Intensive predator control and riparian planting are helping toutouwai (North Island robins) spread their wings across the region, three years after they were re-introduced to Taranaki Maunga.
Two toutouwai were spotted at Lake Mangamahoe by members of the public last week, at least 15km from Te Papakura o Taranaki (the national park).
Nearly 100 toutouwai have been released by Taranaki Mounga Project(external link) since 2017 – which was 110 years after they were last sighted on the maunga. The national park population is gradually increasing, with a successful breeding season last summer.
However toutouwai are extremely susceptible to introduced predators such as stoats and rats and are reluctant to fly across open farmland.
Last year one was spotted at Pukeiti and Towards Predator-Free Taranaki project manager Toby Shanley says it’s exciting to see they’ve now travelled as far as Lake Mangamahoe.
The aim of Towards Predator-Free Taranaki is to provide safe, predator-free habitats to help protect and restore our native species.
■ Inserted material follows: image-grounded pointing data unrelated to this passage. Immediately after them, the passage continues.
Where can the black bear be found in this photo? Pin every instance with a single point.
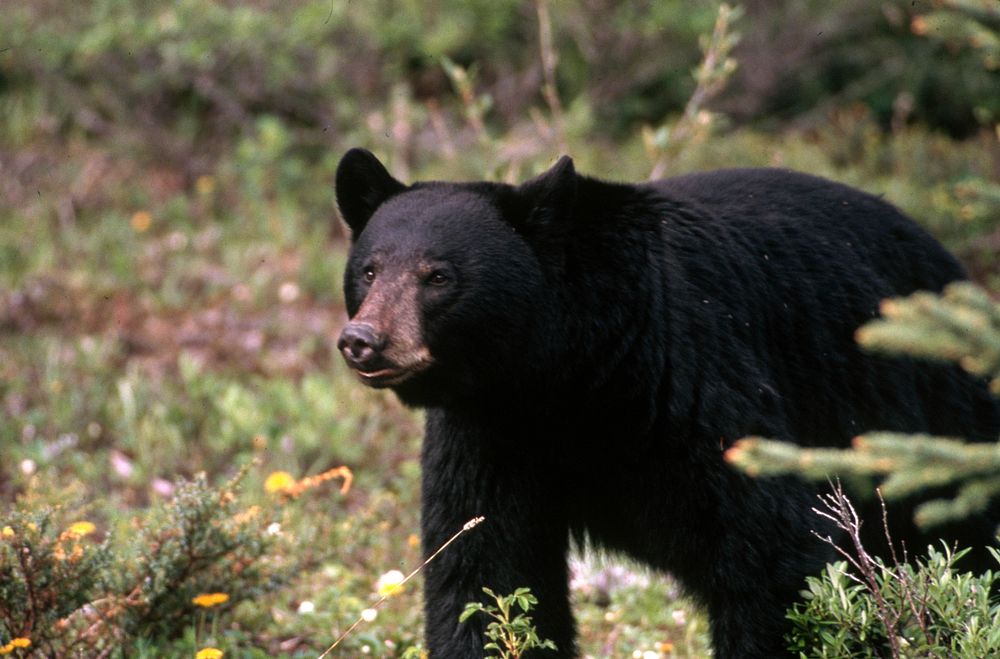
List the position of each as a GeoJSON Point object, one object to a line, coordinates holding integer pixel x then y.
{"type": "Point", "coordinates": [586, 351]}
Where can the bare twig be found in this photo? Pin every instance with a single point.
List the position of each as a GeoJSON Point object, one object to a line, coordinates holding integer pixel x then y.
{"type": "Point", "coordinates": [843, 514]}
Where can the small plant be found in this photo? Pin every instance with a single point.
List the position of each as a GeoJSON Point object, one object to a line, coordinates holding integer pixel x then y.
{"type": "Point", "coordinates": [509, 637]}
{"type": "Point", "coordinates": [863, 607]}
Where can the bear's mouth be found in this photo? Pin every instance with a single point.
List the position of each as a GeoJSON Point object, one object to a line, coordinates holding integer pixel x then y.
{"type": "Point", "coordinates": [392, 375]}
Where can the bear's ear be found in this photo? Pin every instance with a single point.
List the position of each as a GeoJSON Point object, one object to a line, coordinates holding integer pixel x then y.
{"type": "Point", "coordinates": [363, 184]}
{"type": "Point", "coordinates": [547, 200]}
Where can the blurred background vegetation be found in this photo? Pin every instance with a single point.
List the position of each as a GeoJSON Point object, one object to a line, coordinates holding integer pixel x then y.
{"type": "Point", "coordinates": [170, 259]}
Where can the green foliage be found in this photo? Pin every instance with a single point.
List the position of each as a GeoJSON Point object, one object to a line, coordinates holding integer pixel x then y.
{"type": "Point", "coordinates": [509, 635]}
{"type": "Point", "coordinates": [960, 325]}
{"type": "Point", "coordinates": [953, 616]}
{"type": "Point", "coordinates": [865, 607]}
{"type": "Point", "coordinates": [69, 594]}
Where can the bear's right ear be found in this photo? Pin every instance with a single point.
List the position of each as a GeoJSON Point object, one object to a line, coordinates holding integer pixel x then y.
{"type": "Point", "coordinates": [363, 184]}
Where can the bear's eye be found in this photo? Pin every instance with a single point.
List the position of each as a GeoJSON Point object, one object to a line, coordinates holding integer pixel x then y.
{"type": "Point", "coordinates": [437, 278]}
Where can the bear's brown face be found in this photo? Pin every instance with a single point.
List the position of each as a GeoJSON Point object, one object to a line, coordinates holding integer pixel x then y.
{"type": "Point", "coordinates": [384, 340]}
{"type": "Point", "coordinates": [421, 283]}
{"type": "Point", "coordinates": [444, 284]}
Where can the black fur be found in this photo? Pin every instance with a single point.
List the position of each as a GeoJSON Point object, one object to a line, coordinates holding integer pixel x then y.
{"type": "Point", "coordinates": [601, 345]}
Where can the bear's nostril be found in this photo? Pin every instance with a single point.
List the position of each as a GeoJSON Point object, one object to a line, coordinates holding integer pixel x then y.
{"type": "Point", "coordinates": [358, 342]}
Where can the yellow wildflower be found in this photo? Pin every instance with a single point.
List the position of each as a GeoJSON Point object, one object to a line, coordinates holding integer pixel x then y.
{"type": "Point", "coordinates": [81, 528]}
{"type": "Point", "coordinates": [141, 220]}
{"type": "Point", "coordinates": [210, 599]}
{"type": "Point", "coordinates": [279, 482]}
{"type": "Point", "coordinates": [246, 515]}
{"type": "Point", "coordinates": [390, 583]}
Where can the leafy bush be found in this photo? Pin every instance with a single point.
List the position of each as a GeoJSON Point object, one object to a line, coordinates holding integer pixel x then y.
{"type": "Point", "coordinates": [68, 594]}
{"type": "Point", "coordinates": [509, 634]}
{"type": "Point", "coordinates": [863, 607]}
Toby believes the spread of the toutouwai has been made possible by the effort of farmers and landowners on the ring plain.
“The area from the maunga to Lake Mangamahoe came within the first phase of Towards Predator-Free Taranaki’s rural programme back in 2018. We set up trapping networks, which the farmers are now maintaining, that have reduced stoat numbers by at least 90%.
“This complements the incredible work Taranaki Mounga Project is doing on the maunga, together allowing safe passage for not only toutouwai, but other native birds such as the whio.”
He says another key factor is riparian planting. Over the last 25 years the Taranaki Regional Council has been supporting landowners to plant native trees along the banks of waterways.
“These provide pathways for the movement of birds – they’re essentially safe corridors down our waterways.
“This kind of result is exactly what Towards Predator-Free Taranaki set out to achieve and shows what can happen when we all work together.”